Das Ende der Fahnenstange

16.6.2014 – von Stephan Ring.

Die offizielle Einkommensteuerstatistik der Bundesrepublik Deutschland zeigt, dass selbst ein Spitzensteuersatz von 100% ab einem Brutto-Jahreseinkommen pro Haushalt von € 100.000 nicht zu mehr Einnahmen für die Staatskasse führt. Selbst über eine Totalenteignung allen ertragsbringenden Vermögens der „Reichen“ lassen sich nicht mehr als € 90 pro Monat und Bundesbürger umverteilen, die aber auf € 0 schrumpfen, wenn die bisherigen Eigentümer ihre Mitarbeit verweigern.

Wer kennt sie schon, die jährliche Einkommenssteuerstatistik des Statistischen Bundesamtes? Die Sozial-Parteien offenbar nicht. Sonst würden Sie erkennen, dass in ihrer Definition nahezu alle Facharbeiter, Buchhalter, Gewerkschaftsfunktionäre und Ministerialbeamte zu bekämpfende Reiche sind, ja sein müssen, wenn noch etwas zu holen sein soll.
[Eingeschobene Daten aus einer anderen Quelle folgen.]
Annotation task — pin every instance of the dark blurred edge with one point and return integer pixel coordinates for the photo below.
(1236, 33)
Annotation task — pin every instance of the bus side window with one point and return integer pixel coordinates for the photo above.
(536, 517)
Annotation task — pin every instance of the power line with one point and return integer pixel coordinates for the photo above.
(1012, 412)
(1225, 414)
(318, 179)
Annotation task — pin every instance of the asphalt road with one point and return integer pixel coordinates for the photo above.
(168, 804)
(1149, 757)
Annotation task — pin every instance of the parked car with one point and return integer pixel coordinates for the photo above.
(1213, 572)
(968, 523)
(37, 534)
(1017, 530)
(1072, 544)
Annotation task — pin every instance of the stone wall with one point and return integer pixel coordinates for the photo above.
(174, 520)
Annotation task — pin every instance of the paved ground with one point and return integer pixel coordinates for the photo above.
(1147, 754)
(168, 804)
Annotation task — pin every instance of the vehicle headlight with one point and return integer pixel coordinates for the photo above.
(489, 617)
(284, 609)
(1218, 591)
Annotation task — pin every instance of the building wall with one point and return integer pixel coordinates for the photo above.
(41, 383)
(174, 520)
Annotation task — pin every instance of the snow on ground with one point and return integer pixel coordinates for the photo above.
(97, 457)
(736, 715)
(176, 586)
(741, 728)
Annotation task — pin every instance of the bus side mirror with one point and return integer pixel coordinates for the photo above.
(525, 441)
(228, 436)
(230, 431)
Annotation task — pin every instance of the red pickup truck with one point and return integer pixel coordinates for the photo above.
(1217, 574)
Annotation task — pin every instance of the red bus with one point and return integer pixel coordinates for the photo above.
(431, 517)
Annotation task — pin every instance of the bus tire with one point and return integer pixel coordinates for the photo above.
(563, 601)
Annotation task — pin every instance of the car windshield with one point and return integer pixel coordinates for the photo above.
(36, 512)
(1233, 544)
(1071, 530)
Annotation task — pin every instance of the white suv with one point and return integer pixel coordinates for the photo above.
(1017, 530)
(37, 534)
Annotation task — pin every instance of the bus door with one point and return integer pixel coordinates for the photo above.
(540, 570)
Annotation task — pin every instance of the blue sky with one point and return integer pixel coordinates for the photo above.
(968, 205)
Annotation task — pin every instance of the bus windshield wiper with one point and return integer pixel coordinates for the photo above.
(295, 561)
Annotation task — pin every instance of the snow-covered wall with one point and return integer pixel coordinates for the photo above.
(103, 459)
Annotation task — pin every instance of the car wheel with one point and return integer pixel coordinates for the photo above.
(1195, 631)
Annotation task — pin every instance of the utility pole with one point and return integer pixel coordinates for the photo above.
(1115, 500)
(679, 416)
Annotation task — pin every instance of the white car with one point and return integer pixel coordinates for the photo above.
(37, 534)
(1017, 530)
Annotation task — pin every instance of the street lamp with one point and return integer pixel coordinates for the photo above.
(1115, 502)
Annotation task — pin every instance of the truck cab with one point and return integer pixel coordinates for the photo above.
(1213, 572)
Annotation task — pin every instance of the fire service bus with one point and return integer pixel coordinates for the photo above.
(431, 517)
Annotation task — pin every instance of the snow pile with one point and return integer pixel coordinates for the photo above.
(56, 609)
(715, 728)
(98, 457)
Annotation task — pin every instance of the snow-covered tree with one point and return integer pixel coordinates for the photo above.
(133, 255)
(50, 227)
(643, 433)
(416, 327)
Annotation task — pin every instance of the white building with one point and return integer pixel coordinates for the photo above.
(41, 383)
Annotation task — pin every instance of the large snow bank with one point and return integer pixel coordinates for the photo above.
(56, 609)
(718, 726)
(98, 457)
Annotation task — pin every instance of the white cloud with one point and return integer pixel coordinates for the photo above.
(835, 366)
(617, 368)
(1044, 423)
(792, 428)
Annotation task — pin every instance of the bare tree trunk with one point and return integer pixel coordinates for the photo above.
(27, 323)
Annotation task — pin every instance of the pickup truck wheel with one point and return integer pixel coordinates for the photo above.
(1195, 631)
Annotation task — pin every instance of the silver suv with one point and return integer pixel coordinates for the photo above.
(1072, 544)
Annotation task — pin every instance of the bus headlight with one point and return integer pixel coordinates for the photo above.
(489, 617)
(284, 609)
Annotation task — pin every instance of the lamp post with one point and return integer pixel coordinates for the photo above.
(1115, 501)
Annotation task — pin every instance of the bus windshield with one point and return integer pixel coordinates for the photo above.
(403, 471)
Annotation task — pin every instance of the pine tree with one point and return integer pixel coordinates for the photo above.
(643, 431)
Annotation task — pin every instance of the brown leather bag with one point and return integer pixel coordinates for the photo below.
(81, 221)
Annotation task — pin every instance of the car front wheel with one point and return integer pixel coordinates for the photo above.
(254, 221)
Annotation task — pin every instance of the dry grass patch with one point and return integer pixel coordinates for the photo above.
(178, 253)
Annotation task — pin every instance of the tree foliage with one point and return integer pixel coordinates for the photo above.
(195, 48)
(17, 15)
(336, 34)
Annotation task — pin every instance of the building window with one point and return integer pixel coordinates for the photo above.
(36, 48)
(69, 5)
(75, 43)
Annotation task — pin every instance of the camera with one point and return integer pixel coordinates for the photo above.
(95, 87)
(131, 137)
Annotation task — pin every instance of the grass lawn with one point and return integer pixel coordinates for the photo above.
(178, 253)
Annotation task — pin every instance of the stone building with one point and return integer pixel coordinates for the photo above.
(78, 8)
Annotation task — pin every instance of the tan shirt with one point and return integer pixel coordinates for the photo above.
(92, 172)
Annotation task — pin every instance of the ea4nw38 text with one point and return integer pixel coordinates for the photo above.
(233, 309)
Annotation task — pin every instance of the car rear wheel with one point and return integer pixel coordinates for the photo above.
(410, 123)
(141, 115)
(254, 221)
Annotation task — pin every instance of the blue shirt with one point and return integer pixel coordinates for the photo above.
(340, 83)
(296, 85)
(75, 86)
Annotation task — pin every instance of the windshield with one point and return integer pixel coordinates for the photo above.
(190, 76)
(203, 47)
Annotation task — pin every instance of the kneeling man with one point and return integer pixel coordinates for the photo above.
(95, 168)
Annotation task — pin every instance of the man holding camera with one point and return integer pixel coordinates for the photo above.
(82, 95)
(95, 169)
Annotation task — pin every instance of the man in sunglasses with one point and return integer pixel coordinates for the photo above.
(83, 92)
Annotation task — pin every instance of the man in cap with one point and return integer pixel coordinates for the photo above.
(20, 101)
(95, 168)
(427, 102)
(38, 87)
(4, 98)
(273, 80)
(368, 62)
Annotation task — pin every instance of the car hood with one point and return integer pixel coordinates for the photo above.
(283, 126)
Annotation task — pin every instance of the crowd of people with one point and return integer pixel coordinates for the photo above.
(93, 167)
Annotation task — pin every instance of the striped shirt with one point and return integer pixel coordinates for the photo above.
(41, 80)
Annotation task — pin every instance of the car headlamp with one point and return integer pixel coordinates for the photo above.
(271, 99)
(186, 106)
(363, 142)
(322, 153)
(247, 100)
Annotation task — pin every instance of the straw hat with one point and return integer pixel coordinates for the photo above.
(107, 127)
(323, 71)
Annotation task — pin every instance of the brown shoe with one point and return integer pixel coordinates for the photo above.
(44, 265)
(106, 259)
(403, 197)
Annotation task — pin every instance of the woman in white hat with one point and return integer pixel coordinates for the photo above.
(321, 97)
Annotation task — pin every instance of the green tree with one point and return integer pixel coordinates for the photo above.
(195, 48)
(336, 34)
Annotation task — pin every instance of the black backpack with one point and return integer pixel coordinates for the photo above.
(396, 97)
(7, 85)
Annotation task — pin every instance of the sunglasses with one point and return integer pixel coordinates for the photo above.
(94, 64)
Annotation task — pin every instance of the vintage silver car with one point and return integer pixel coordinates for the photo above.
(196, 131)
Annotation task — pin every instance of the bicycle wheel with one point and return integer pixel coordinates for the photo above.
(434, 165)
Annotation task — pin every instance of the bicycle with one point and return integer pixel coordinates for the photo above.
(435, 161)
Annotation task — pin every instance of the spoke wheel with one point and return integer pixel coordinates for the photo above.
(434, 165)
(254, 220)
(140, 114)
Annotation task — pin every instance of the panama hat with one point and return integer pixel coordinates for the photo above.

Die aus dem November 2012 stammende Statistik für das Jahr 2008 beruht auf nahezu allen Steuererhebungen Deutschlands, ist also weniger eine Statistik als eine Zusammenfassung. Das Datenmaterial umfasst jährlich alle Einkommensteuerveranlagungen und zusätzlich die Anträge zur Förderung der Altersvorsorge (Riester-Rente). Für die jährliche Einkommensteuerstatistik werden von den Länderfinanzverwaltungen vorhandene Angaben aus den automatisierten Besteuerungsverfahren übermittelt. Diese Daten enthalten die in den Finanzämtern bearbeiteten Einkommensteuerveranlagungen der vorangegangenen drei Jahre. Nach Ende des dritten Kalenderjahres liegen daher alle relevanten Daten vor. Das Veranlagungsjahr 2008 konnte somit Mitte des Kalenderjahres 2012 abgeschlossen werden.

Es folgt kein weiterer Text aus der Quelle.